De voorzitter: Deze motie is voorgesteld door het lid Berndsen-Jansen. Naar mij blijkt, wordt de indiening ervan voldoende ondersteund.

Zij krijgt nr. 12 (33 750-VI).

Mevrouw Berndsen-Jansen (D66): Dan heb nog een verzoek aan de Minister, namelijk of hij op het rapport van Amnesty International een reactie kan geven. Ik had graag de motie ondersteund die de heer Marcouch van plan was in te dienen, maar de Minister heeft daarover een toezegging gedaan, dus daar zal het voor nu bij blijven. Dat wacht ik af, maar in ieder geval staat mijn naam onder de motie.

Ik vind het jammer dat de Minister geen systeem van gele kaarten wil invoeren, met name omdat dit in technologisch opzicht het moment is om dat wel te doen, nu de politie op straat ook op een mobiele manier bekeuringen gaat uitschrijven. Dit zou daar mooi in gevlochten kunnen worden. Daarom dien ik de volgende motie in.

Motie

De Kamer,

gehoord de beraadslaging,

constaterende dat de regering de administratieve lasten van de politie wil beperken door onder andere het verminderen van de bureaucratie rondom de bijzondere opsporingsbevoegdheden van de politie en door mobiele toepassingen voor politiemensen op straat;

constaterende dat de Nederlandse Politie toewerkt naar een situatie waarin agenten over een smartphone of PDA beschikken, en dat agenten via het al bestaande digitale systeem bekeuringen invoeren;

van mening dat er bij kleine overtredingen veel ergernissen bespaard kunnen worden en administratieve lasten verlaagd kunnen worden als er in plaats van een bekeuring voor een eerste overtreding een waarschuwing wordt gegeven;

van mening dat door het registreren van waarschuwingen de politie een middel krijgt om effectiever op te treden en dit door de burger als meer rechtvaardig zal worden ervaren;

verzoekt de regering, bij de invoering van de digitale bekeuring ook het systeem van een geregistreerde waarschuwing hiervan onderdeel te laten uitmaken,

en gaat over tot de orde van de dag.

De voorzitter: Deze motie is voorgesteld door de leden Berndsen-Jansen en Marcouch. Naar mij blijkt, wordt de indiening ervan voldoende ondersteund.

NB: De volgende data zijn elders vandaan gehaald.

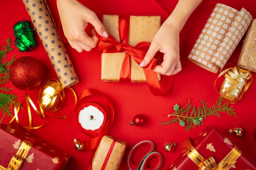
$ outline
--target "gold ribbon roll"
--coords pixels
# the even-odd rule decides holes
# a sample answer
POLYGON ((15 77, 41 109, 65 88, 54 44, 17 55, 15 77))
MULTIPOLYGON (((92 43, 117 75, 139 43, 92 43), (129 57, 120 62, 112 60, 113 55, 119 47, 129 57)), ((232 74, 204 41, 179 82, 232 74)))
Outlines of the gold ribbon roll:
POLYGON ((0 165, 0 170, 19 170, 33 144, 28 140, 24 140, 16 155, 11 158, 7 168, 0 165))
POLYGON ((205 159, 202 156, 191 144, 190 138, 182 142, 182 147, 189 157, 198 166, 199 170, 228 170, 235 164, 242 154, 242 151, 235 146, 217 164, 213 157, 205 159))

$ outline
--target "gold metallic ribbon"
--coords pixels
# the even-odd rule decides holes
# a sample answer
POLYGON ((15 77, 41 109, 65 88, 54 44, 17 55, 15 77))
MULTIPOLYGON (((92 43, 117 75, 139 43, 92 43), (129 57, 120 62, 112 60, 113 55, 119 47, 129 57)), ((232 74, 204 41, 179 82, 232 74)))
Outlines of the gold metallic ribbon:
POLYGON ((235 66, 221 72, 217 79, 224 74, 225 78, 219 93, 223 98, 235 103, 241 99, 252 82, 252 74, 247 70, 235 66))
POLYGON ((70 87, 63 88, 61 82, 56 79, 52 79, 46 82, 39 93, 39 101, 41 107, 45 111, 52 112, 54 116, 58 119, 65 118, 72 112, 63 117, 57 117, 54 114, 54 112, 60 109, 62 106, 65 97, 65 89, 69 89, 73 93, 75 98, 75 106, 77 99, 74 90, 70 87))
POLYGON ((236 162, 242 151, 235 146, 227 156, 218 164, 211 156, 205 159, 194 148, 189 138, 182 143, 182 147, 189 157, 199 167, 199 170, 228 170, 236 162))
MULTIPOLYGON (((30 129, 38 129, 39 128, 41 128, 42 126, 43 126, 45 122, 45 112, 44 110, 43 109, 43 108, 41 107, 40 105, 39 104, 39 109, 38 109, 36 105, 34 104, 34 103, 32 101, 31 99, 31 97, 28 96, 27 93, 26 93, 25 96, 20 96, 17 98, 16 100, 15 100, 14 104, 14 114, 15 115, 13 117, 11 120, 10 121, 9 123, 12 123, 13 121, 16 119, 16 121, 17 121, 17 123, 19 125, 19 126, 22 128, 24 129, 22 126, 20 124, 20 121, 19 120, 18 117, 18 113, 20 111, 20 107, 21 106, 21 104, 20 103, 20 101, 19 100, 19 99, 24 97, 25 97, 25 99, 26 100, 26 103, 27 104, 27 112, 29 116, 29 126, 25 126, 25 128, 27 129, 25 129, 27 130, 29 130, 30 129), (31 109, 30 108, 30 105, 36 111, 38 115, 39 116, 39 117, 42 119, 44 119, 45 122, 39 126, 33 127, 32 126, 32 115, 31 113, 31 109)), ((38 101, 37 101, 38 102, 38 101)), ((39 104, 39 103, 38 103, 39 104)))
POLYGON ((12 157, 7 168, 0 165, 0 170, 19 170, 33 144, 27 140, 24 140, 16 155, 12 157))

Zij krijgt nr. 13 (33 750 VI).

Mevrouw Kooiman (SP): Voorzitter. Ik heb vandaag het gevoel dat er twee werkelijkheden zijn, namelijk de werkelijkheid van de werkvloer en de werkelijkheid van deze Minister. Ik maak mij grote zorgen, want als de Minister niet weet wat er speelt, bijvoorbeeld rondom het boek over de Nationale Politie waarvan een enorme glossy is gemaakt en dat een half miljoen heeft gekost, terwijl agenten mij enorm veel mailen, dan maak ik mij zorgen dat de Minister deze geluiden niet ontvangt.

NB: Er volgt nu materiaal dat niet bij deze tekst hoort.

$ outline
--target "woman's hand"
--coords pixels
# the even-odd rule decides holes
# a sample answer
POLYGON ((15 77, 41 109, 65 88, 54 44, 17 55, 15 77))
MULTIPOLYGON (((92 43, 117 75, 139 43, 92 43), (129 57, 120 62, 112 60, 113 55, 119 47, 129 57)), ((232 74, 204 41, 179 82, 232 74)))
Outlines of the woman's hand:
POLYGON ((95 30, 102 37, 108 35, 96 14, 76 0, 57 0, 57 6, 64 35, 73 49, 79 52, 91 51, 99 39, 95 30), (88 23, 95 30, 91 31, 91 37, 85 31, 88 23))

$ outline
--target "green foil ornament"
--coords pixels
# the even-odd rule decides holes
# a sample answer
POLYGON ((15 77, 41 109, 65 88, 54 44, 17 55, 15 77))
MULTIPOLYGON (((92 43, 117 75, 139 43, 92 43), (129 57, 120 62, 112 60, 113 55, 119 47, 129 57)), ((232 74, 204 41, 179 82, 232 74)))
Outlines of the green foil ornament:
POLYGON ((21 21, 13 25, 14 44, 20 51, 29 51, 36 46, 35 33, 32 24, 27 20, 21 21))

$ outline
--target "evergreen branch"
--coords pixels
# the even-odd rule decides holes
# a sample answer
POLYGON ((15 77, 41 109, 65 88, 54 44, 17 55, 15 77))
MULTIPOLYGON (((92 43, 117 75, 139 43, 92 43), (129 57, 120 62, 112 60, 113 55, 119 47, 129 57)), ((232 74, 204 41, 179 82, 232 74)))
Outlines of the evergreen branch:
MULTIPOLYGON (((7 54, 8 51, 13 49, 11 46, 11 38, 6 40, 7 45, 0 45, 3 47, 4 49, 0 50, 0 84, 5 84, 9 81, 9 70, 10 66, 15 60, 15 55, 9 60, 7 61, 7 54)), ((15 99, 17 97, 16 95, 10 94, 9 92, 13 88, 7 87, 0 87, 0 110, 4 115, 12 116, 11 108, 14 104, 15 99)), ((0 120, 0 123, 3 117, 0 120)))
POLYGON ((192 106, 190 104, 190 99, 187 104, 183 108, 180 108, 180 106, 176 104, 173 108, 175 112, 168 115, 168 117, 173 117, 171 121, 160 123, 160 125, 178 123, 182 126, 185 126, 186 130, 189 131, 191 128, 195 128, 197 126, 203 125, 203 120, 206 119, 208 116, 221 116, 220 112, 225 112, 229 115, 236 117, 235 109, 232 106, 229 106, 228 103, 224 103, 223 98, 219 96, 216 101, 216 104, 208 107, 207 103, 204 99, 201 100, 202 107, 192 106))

Zo gaat het ook als er zorgen over boetes zijn, waarvan ik vorig jaar een heel onderzoek kon opstellen, terwijl de Minister aangeeft die zorgen niet te vernemen van agenten. Als ik op werkbezoeken en via mijn mailbox alleen maar hoor dat er nu al problemen zijn met de capaciteit van de teams, dan maak ik mij zorgen dat de Minister zich vandaag daarin niet herkent.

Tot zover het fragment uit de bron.